My forest, my future: A journey into rainforest conservation with Indah Sartika Sari

Growing up in a rural part of Indonesia, rainforest conservationist Indah Sartika Sari knew very little about what conservation was or how to embark on a career in the sector. But she didn’t let this stop her, and her passion for protecting the nearby forests she knew and loved fuelled her towards the managerial position she has now at the Borneo Nature Foundation.

In this Conservation Careers interview, we learn how Indah used her love for the forest and turned it into a career in conservation, helping to protect Critically Endangered Orangutans, Gibbons, Hornbills and a vast array of biodiversity.

“I got into conservation because of my passion, my love of the forest and that I saw something was wrong with it.”

Credit: Martin Holland.

“Growing up, I loved the forest.

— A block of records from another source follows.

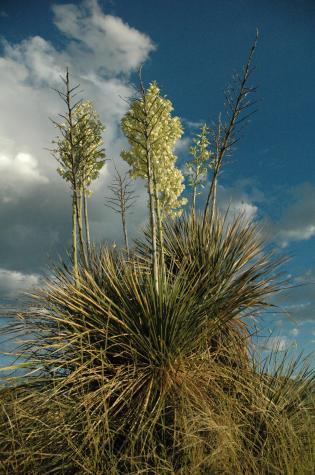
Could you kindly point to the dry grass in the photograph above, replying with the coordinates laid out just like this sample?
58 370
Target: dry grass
124 381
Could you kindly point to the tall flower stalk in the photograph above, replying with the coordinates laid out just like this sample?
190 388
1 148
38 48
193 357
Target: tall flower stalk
152 134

I was born and raised in Borneo so I used to see a lot of forest when I was a kid.” Indah explains how she spent as much time as possible in nature as a child. “Even my parents asked, ‘what are you doing in the forest?’ and I would say ‘I love the forest, it’s like my second home’. But then I saw rainforest loss, with people cutting down trees during illegal logging. So that was the trigger for me to think ‘what can I do?’”

In her current role as Manager of Research and Development, Indah manages wildlife monitoring activities at the Borneo Nature Foundation. These activities involve biodiversity surveys to monitor the population of many species of primates, big cats, insects and fish, as well as assessing the health of the forest itself. Indah’s work also involves coordinating research teams and logistics, communicating with local stakeholders and seeking opportunities for new projects.

What’s the best part of the job?

“The first is wildlife. There’s always a new thing every day. You learn new things and see new, cool things every day. It’s just wonderful and I love it.”

“The second is meeting awesome people, like my co-workers, villagers and communities. Seeing people smiling and happy whilst at the same time seeing wildlife happy in their habitat.”

“During my career, I’ve seen people switch from hunters to protectors of the forest, from partaking in illegal wildlife trade to protecting that species. They showed more love and care for their forest, which was beautiful and very touching to see.”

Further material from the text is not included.